It's the Economy, Stupid
For years, MAGA said the president is responsible for high prices. Now their own playbook is being run against them -- and there’s no way for Trump to escape.
It may come as a bit of a surprise, but electing a self-obsessed wannabe king is not, in fact, the recipe for national renewal. If you need any evidence of this, gas prices surged past $4.50 a gallon nationally today, the highest in four years.
In 2024, Trump ran on lowering costs across the board, but he focused on energy prices, promising to “slash energy and electricity prices by half.”
He also ran against “forever wars,” promising to be the “president of peace.” In his 2024 Republican Party platform, Trump said that “war breeds inflation,” and that he’d end both.
Little did we know that Trump actually meant the exact opposite. Prices have only gone up since the start of his war of choice with Iran.
Republicans were eager to share photos and videos of higher gas prices during the Biden administration and comparatively low prices under Trump. This obsession has now become one of the biggest self-inflicted wounds in recent political history.
In focusing national attention on energy prices, that attention has now come back to bite Trump in the ass. Not only are prices up, but Americans everywhere know who to blame.
While Republicans try to blame Iran, Democrats, or even regular people for higher prices, Americans aren’t buying it.
When Trump returned to the presidency in 2025, many of his supporters slapped “I Did That!” stickers on gas pumps across the country. At the time, they were praising his perceived lowering of prices while taking a swipe at former President Biden, who saw MAGA plaster stickers of his face with the same caption during his term.
Since then, photos of those same stickers against $4, $5, and $6 gas have blown up on social media because, well, it’s true.

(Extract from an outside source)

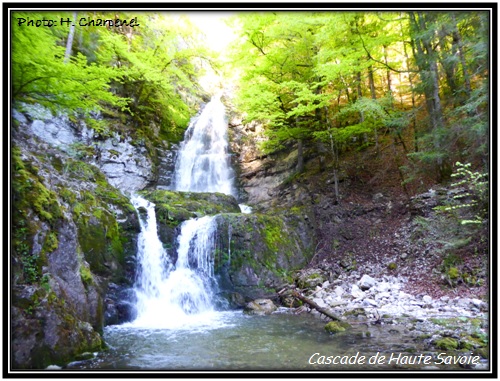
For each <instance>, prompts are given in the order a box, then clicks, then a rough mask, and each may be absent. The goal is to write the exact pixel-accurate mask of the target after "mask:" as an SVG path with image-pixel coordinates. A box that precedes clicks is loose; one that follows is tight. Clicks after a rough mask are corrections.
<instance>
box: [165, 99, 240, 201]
mask: <svg viewBox="0 0 500 381" xmlns="http://www.w3.org/2000/svg"><path fill="white" fill-rule="evenodd" d="M173 188H174V190H179V191H191V192H220V193H225V194H229V195H233V196H234V195H235V194H236V191H235V188H234V171H233V169H232V168H231V155H230V153H229V144H228V138H227V121H226V117H225V108H224V105H223V104H222V102H221V100H220V96H214V97H212V100H211V101H210V102H209V103H208V104H207V105H206V106H205V107H204V109H203V111H202V112H201V114H200V115H199V116H197V117H196V118H194V119H193V120H192V122H191V123H190V125H189V127H188V129H187V130H186V133H185V136H184V141H183V142H182V143H181V146H180V149H179V153H178V156H177V161H176V165H175V176H174V186H173Z"/></svg>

Trump’s war of choice with Iran is the reason why energy prices have spiked, why airlines like Jetblue and Spirit are now being pushed to the brink (or over), and why inflation is rising yet again.

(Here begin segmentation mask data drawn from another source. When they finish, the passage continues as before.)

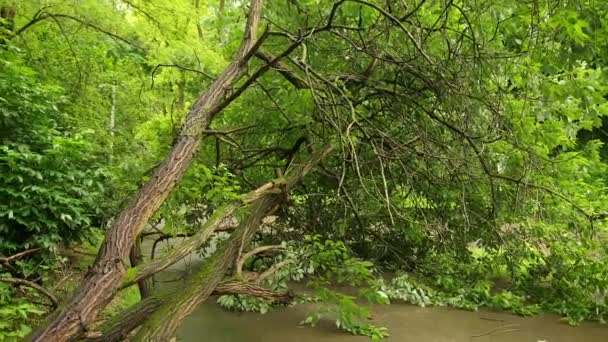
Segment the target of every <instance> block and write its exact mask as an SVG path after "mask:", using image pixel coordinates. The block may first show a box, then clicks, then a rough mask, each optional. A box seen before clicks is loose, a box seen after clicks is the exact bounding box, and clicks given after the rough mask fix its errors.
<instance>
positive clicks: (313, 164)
mask: <svg viewBox="0 0 608 342" xmlns="http://www.w3.org/2000/svg"><path fill="white" fill-rule="evenodd" d="M330 152H331V149H329V148H328V149H325V150H322V151H320V152H318V153H316V154H314V155H313V156H312V157H311V159H310V160H309V161H308V162H307V163H306V164H304V165H302V166H301V167H299V168H298V169H297V170H295V171H294V172H292V174H293V175H294V176H288V177H287V178H285V179H282V180H278V181H275V182H269V183H266V184H264V185H263V186H261V187H260V188H258V189H256V190H254V191H252V192H251V193H249V195H248V196H247V197H246V199H245V200H244V201H245V202H246V203H248V204H249V206H248V209H249V210H248V212H247V214H246V218H245V220H244V221H243V222H242V223H241V224H240V225H239V227H238V228H237V229H236V230H235V231H234V232H233V234H232V235H231V238H230V239H229V240H228V241H227V242H226V243H224V244H222V246H220V247H219V248H218V250H217V251H216V252H215V253H214V254H213V255H212V256H211V257H210V258H209V259H208V260H207V261H206V263H205V264H204V266H203V267H202V268H201V270H199V271H198V272H197V273H195V274H193V275H191V276H189V277H188V278H187V279H186V283H185V285H183V286H181V287H179V288H177V289H175V290H172V291H171V292H169V293H167V294H153V295H152V296H150V297H148V298H146V299H144V300H143V301H141V302H139V303H137V304H135V305H134V306H133V307H132V308H130V309H129V310H128V311H127V312H125V313H123V314H121V315H120V316H118V318H116V319H114V320H113V321H112V322H111V323H110V324H108V325H106V327H105V328H104V329H103V331H105V332H106V333H104V334H103V335H102V336H90V338H88V339H87V340H88V341H96V342H102V341H103V342H117V341H122V340H123V339H124V338H126V337H127V335H128V334H129V333H130V332H131V331H133V330H135V329H136V328H138V327H139V326H140V325H142V324H144V326H143V327H142V330H140V331H139V332H138V335H137V336H136V338H135V340H136V341H138V340H139V341H165V340H169V339H170V338H171V337H169V338H166V339H165V337H166V336H171V335H172V334H174V333H175V331H174V329H176V328H177V326H179V324H180V323H181V321H182V320H183V319H184V318H185V317H186V316H187V315H188V314H189V313H190V312H191V311H192V310H193V309H194V308H195V307H196V304H198V303H200V302H202V301H204V300H205V299H206V298H208V297H209V295H210V294H211V293H214V291H215V293H218V294H227V293H230V294H248V295H256V294H257V295H262V294H263V295H264V297H263V298H265V299H268V300H275V301H279V302H286V301H287V298H288V297H291V295H290V294H289V293H271V292H269V291H268V290H266V291H263V290H261V289H262V288H260V287H256V285H257V284H247V285H246V286H245V285H243V286H236V285H235V284H231V282H224V283H220V281H221V279H222V278H223V276H224V275H225V270H226V269H227V268H228V267H230V265H231V264H232V262H233V260H234V258H235V257H236V253H237V252H238V250H239V249H240V248H241V246H242V245H243V244H247V243H249V241H250V240H251V239H253V237H254V236H255V233H256V231H257V226H258V225H259V223H260V221H261V220H262V219H263V217H264V216H265V215H267V214H268V211H269V210H272V209H273V207H275V204H276V203H279V202H281V201H282V198H283V194H282V191H283V189H276V188H284V187H291V186H293V185H294V184H295V183H296V182H297V181H299V180H300V179H301V178H302V177H304V176H305V175H306V174H307V173H308V172H309V171H310V170H311V169H312V167H313V166H314V165H316V164H317V163H318V162H319V161H320V160H322V159H323V158H325V157H326V156H327V155H328V154H329V153H330ZM277 190H279V191H277ZM220 216H223V215H220ZM222 285H225V286H222ZM176 299H179V300H177V301H176ZM185 310H189V311H185ZM175 312H178V313H180V316H174V315H175ZM155 329H158V330H155ZM95 335H98V333H96V334H95Z"/></svg>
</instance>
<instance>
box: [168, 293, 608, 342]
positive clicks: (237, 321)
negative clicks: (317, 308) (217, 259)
mask: <svg viewBox="0 0 608 342" xmlns="http://www.w3.org/2000/svg"><path fill="white" fill-rule="evenodd" d="M306 311H307V308H306V307H305V306H296V307H288V308H282V309H278V310H275V311H272V312H269V313H267V314H265V315H260V314H254V313H233V312H227V311H225V310H223V309H222V308H220V307H219V306H218V305H217V304H215V302H210V303H207V304H205V305H202V306H201V307H200V308H199V309H198V310H196V312H194V313H193V314H192V315H191V316H190V317H188V319H187V320H186V321H185V322H184V324H183V325H182V327H181V329H180V331H179V333H178V338H179V341H184V342H195V341H206V342H240V341H248V342H249V341H250V342H258V341H259V342H286V341H288V342H299V341H303V342H313V341H333V342H343V341H344V342H347V341H348V342H350V341H369V339H368V338H364V337H357V336H351V335H348V334H345V333H343V332H340V331H338V330H337V329H336V328H335V327H334V326H333V325H332V323H331V322H330V321H325V322H322V323H321V324H320V325H318V326H317V327H314V328H311V327H307V326H301V325H299V324H298V323H299V322H300V321H301V320H303V319H304V318H305V317H306ZM374 322H376V323H378V324H381V325H383V326H386V327H387V328H388V329H389V332H390V335H391V336H390V337H389V338H387V339H386V341H404V342H408V341H412V342H419V341H433V342H460V341H473V342H489V341H493V342H502V341H530V342H539V341H546V342H566V341H577V342H578V341H585V342H586V341H608V326H605V325H600V324H593V323H585V324H582V325H581V326H578V327H571V326H569V325H568V324H566V323H562V322H560V320H559V318H558V317H556V316H553V315H542V316H535V317H526V318H524V317H518V316H513V315H509V314H505V313H497V312H490V311H478V312H468V311H461V310H453V309H448V308H438V307H433V308H420V307H416V306H412V305H406V304H392V305H383V306H377V307H375V308H374Z"/></svg>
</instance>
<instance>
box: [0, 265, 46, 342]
mask: <svg viewBox="0 0 608 342" xmlns="http://www.w3.org/2000/svg"><path fill="white" fill-rule="evenodd" d="M0 275H2V274H0ZM46 312H47V310H45V309H44V308H42V307H41V306H40V305H36V304H32V303H31V302H29V301H27V300H24V299H21V298H19V297H18V296H17V295H16V291H15V290H14V289H13V288H12V287H11V285H9V284H5V283H0V340H1V341H7V342H16V341H20V340H21V339H22V338H23V337H25V336H26V335H27V334H28V333H29V332H30V331H31V330H32V326H31V324H32V323H33V322H36V321H37V320H39V319H40V318H41V317H42V315H43V314H45V313H46Z"/></svg>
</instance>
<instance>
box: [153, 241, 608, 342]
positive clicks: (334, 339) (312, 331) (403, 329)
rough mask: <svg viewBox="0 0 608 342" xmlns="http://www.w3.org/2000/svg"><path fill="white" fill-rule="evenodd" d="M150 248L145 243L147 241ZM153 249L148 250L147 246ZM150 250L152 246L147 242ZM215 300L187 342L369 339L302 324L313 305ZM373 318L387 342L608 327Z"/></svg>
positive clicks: (455, 314)
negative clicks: (243, 301) (280, 307)
mask: <svg viewBox="0 0 608 342" xmlns="http://www.w3.org/2000/svg"><path fill="white" fill-rule="evenodd" d="M144 246H145V244H144ZM145 247H148V248H145ZM145 247H144V248H145V249H149V246H145ZM199 263H200V258H199V257H197V256H195V255H193V256H190V257H187V258H186V259H185V260H183V261H181V262H180V263H178V264H176V265H174V266H172V267H171V268H169V269H168V270H166V271H165V272H163V274H162V275H160V276H159V277H158V278H157V280H159V283H157V285H160V286H163V287H165V286H174V284H175V283H173V282H168V283H167V282H164V281H163V280H170V279H173V280H175V279H179V278H180V277H181V276H182V275H183V271H184V269H188V268H191V267H193V266H194V268H196V267H195V265H197V264H199ZM215 300H216V298H211V299H210V300H209V301H207V302H206V303H204V304H203V305H201V306H200V307H199V308H197V309H196V310H195V312H193V313H192V314H191V315H190V316H188V318H187V319H186V320H185V322H184V323H183V324H182V326H181V328H180V329H179V331H178V340H179V341H182V342H199V341H205V342H258V341H259V342H286V341H288V342H301V341H302V342H313V341H334V342H351V341H352V342H355V341H369V339H368V338H365V337H359V336H352V335H349V334H347V333H343V332H341V331H338V330H337V329H336V328H335V326H334V325H333V324H332V322H331V321H329V320H327V321H321V322H320V323H319V325H318V326H317V327H314V328H311V327H308V326H302V325H299V322H301V321H302V320H303V319H304V318H305V317H306V314H307V312H308V311H310V309H311V308H310V305H312V304H306V305H297V306H291V307H284V308H278V309H276V310H274V311H271V312H269V313H266V314H264V315H262V314H256V313H235V312H229V311H226V310H224V309H222V308H221V307H220V306H219V305H218V304H217V303H216V302H215ZM373 316H374V320H373V322H374V323H376V324H378V325H381V326H385V327H387V328H388V329H389V332H390V334H391V336H390V337H389V338H387V339H385V341H404V342H409V341H411V342H420V341H422V342H425V341H430V342H465V341H466V342H468V341H470V342H507V341H509V342H511V341H516V342H519V341H522V342H528V341H529V342H539V341H546V342H571V341H573V342H579V341H581V342H594V341H598V342H605V341H608V326H606V325H601V324H598V323H583V324H581V325H580V326H578V327H572V326H569V325H568V324H566V323H564V322H561V321H560V319H559V317H557V316H555V315H539V316H533V317H519V316H514V315H510V314H507V313H501V312H492V311H487V310H480V311H477V312H470V311H462V310H456V309H449V308H445V307H430V308H421V307H417V306H413V305H407V304H400V303H394V304H391V305H380V306H375V307H374V309H373Z"/></svg>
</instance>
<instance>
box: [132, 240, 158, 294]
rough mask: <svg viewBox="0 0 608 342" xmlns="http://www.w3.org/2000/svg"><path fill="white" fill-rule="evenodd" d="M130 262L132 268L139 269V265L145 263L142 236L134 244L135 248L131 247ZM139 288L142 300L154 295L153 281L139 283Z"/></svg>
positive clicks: (137, 286) (145, 280) (139, 293)
mask: <svg viewBox="0 0 608 342" xmlns="http://www.w3.org/2000/svg"><path fill="white" fill-rule="evenodd" d="M129 261H130V262H131V267H137V265H141V264H142V263H143V262H144V256H143V254H142V252H141V236H138V237H137V239H135V243H133V247H131V252H130V253H129ZM137 288H138V289H139V296H140V297H141V299H144V298H147V297H149V296H150V295H151V294H152V291H154V284H153V283H152V279H149V278H148V279H142V280H139V281H137Z"/></svg>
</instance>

Just this week, Marco Rubio said that the administration’s new goal with the war in Iran is to restore it “back to the way it was” before.
Translation: We gained nothing in attacking Iran, and the economic pain inflicted on Americans has been for absolutely no reason.
If the goal now is to turn back the clock to February 27th, the day before Trump attacked Iran, then why the hell did we attack in the first place? This conflict has become the textbook example of a pointless foreign entanglement, the same kind Trump railed against.
Even MAGA influencers like Alex Jones, who’s become increasingly disillusioned with Trump in his second term, have called out Trump’s hypocrisy on energy prices.
For American consumers, the worst part is that this isn’t the end. Prices are likely to continue to climb as long as we have a president who cares more about a $400 million ballroom than he does about the economic stability of working people.
For years, Republicans said the President is responsible for gas prices. Under Biden, they used this to attack him, and under Trump, to praise him. They turned gas prices into a political weapon, a meme, a punchline.
(Of course, they ignore that the price of gas rose under Biden because of Russian manipulation following their invasion of Ukraine, while gas is skyrocketing today because of yet another avoidable war in the Middle East.)
Today, that punchline has changed hands.
If Trump owned the prices when they were low (which he had nothing to do with, by the way), he definitely owns them at their peak today. With gas prices up $1.63 and climbing since the start of the misadventure in Iran, the buck stops with the president. When you spend years telling Americans exactly how to assign blame, you don’t get to rewrite the rules when the numbers stop going your way.
Higher energy costs don’t exist in isolation, but are already rippling across the economy in higher rent, flights, groceries, and everything else. What starts at the pump doesn’t stay there.
The lesson for Republicans?
Be careful what you wish for, because you just might get it.